Tarso destaca a pedagogia do artista – fundou, em 1943, o Taller Torres García, em Montevidéu. Este foi o principal centro de formação, produção e difusão das ideias do universalismo construtivo. O artista propunha um método pedagógico rigoroso, que incluía diversas linguagens artísticas, com o objetivo de desenvolver uma arte  e estética próprias da América Latina. 

Os “juguetes”, brinquedos de madeira articuláveis que o artista produziu entre as décadas de 1910 e 1920 como forma de sustentar sua família, também estão expostos. Eles funcionam como modelos práticos do pensamento construtivo do artista, integrando a infância à arte moderna e estimulando uma relação ativa entre forma, estrutura e espaço.

Cachorro, 1920. Crédito: Coleção Marta e Paulo Kuczynski

A mostra foi montada a partir do acervo do Museu Torres García, já que grande parte de suas obras-primas se perdeu no incêndio do  Museu de Arte Moderna do Rio de Janeiro. Estima-se que cerca de 90% do acervo do museu tenha sido destruído na ocasião. 

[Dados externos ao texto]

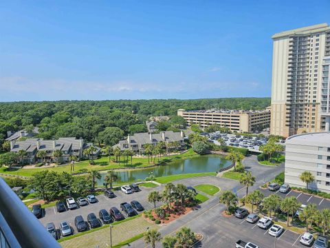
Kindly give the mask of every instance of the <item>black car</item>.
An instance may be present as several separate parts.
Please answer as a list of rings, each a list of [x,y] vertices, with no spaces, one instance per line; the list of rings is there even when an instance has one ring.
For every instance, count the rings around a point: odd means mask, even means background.
[[[101,209],[98,212],[98,217],[103,221],[103,223],[110,223],[113,222],[111,216],[109,214],[108,211],[105,209]]]
[[[140,203],[138,200],[132,200],[131,202],[131,206],[135,208],[138,211],[143,211],[144,210],[144,207],[140,204]]]
[[[57,202],[56,203],[56,210],[58,212],[62,212],[67,211],[67,208],[65,207],[65,205],[62,202]]]
[[[74,218],[74,225],[77,228],[78,231],[86,231],[87,225],[82,216],[76,216]]]
[[[133,192],[138,192],[139,191],[141,191],[141,189],[140,189],[139,188],[139,186],[138,186],[134,183],[132,183],[131,185],[130,185],[129,187],[131,187],[131,189],[132,189]]]
[[[108,196],[109,198],[116,197],[115,193],[113,193],[112,191],[109,189],[104,192],[104,196]]]
[[[102,225],[101,222],[98,218],[96,218],[96,216],[94,213],[91,213],[87,216],[87,221],[91,225],[91,228],[98,227]]]
[[[43,217],[43,209],[41,208],[41,205],[36,204],[35,205],[33,205],[32,214],[38,218]]]
[[[124,216],[116,207],[112,207],[109,211],[109,213],[115,220],[121,220],[124,219]]]
[[[46,229],[48,232],[52,234],[52,236],[55,238],[56,240],[58,239],[58,231],[55,228],[55,225],[53,223],[50,223],[46,225]]]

“Essa exposição é um apelo à união, à transcendência, não ao aprofundamento do conflito, mas à valorização pura e simples de quem somos”, afirma Tarso. “Não somos o novo mundo – somos pessoas que vieram ao encontro de velhas culturas e geram a renovação de velhos mundos. A ideia é que as pessoas não passem pela mostra, mas sim vivenciem ela – por meio do pensamento, da sua história nas paredes, da música e de outras ativações interativas”. 

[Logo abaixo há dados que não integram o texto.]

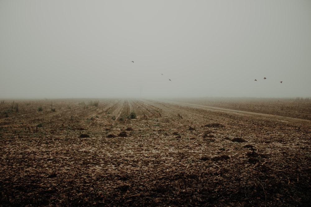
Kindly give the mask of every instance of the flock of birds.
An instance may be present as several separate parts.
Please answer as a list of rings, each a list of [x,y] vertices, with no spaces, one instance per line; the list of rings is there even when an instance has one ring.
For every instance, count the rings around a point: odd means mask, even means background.
[[[263,79],[267,79],[267,78],[266,78],[266,77],[264,77]],[[255,79],[254,80],[255,81],[257,81],[257,80],[256,80],[256,79]],[[283,81],[280,81],[280,82],[281,83],[283,82]]]
[[[132,62],[133,63],[134,63],[134,61],[132,61]],[[161,74],[162,75],[163,75],[163,73],[161,73]],[[266,79],[267,79],[267,78],[266,78],[266,77],[264,77],[263,79],[265,79],[265,80]],[[170,81],[172,81],[171,80],[171,79],[169,79],[169,80]],[[254,80],[255,81],[257,81],[257,80],[256,79],[255,79]],[[282,83],[282,82],[283,82],[283,81],[280,81],[280,82],[281,83]]]

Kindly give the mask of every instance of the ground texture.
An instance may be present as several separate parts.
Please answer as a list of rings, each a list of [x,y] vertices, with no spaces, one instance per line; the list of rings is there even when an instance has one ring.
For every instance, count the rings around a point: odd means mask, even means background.
[[[7,100],[0,112],[1,206],[311,206],[309,100]]]

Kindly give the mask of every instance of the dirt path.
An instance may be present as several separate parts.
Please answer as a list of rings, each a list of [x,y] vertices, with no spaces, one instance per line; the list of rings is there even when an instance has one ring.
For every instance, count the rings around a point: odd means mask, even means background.
[[[94,101],[55,101],[55,112],[50,101],[21,102],[2,114],[0,206],[311,205],[308,121],[204,103]],[[136,119],[116,118],[129,110]]]
[[[243,114],[250,115],[254,117],[263,117],[269,119],[272,119],[276,121],[285,122],[295,122],[304,123],[311,124],[311,121],[310,120],[293,118],[292,117],[274,115],[267,114],[263,114],[254,112],[251,112],[245,111],[241,111],[234,109],[230,109],[224,108],[219,108],[213,106],[210,106],[195,104],[185,102],[180,102],[169,100],[161,100],[164,103],[168,103],[177,105],[185,106],[189,106],[196,108],[200,109],[210,111],[214,111],[219,112],[227,112],[237,114]]]

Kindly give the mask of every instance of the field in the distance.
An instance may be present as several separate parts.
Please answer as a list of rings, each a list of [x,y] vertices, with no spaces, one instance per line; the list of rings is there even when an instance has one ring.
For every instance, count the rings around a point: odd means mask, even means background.
[[[2,101],[0,206],[310,206],[310,111],[297,99]]]

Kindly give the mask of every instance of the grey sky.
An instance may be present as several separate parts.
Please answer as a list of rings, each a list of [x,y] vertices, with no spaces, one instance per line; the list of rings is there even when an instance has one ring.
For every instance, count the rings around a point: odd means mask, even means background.
[[[0,98],[311,97],[309,0],[2,0],[0,31]]]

A curadoria traz um recorte específico para cada itinerância da mostra. Em São Paulo, o viés é geométrico e simbolista, enquanto, em Brasília, se reflete sobre as relações entre arte, cidade e espaço público e, em Belo Horizonte, sobre a conexão com a arte popular e a cultura mineira. Algumas das ativações – como a presença de músicas com temas decoloniais, desde Apenas um Rapaz Latino Americano, de Belchior, a Sulamericano, do Baiana System – ainda serão incorporadas à exposição.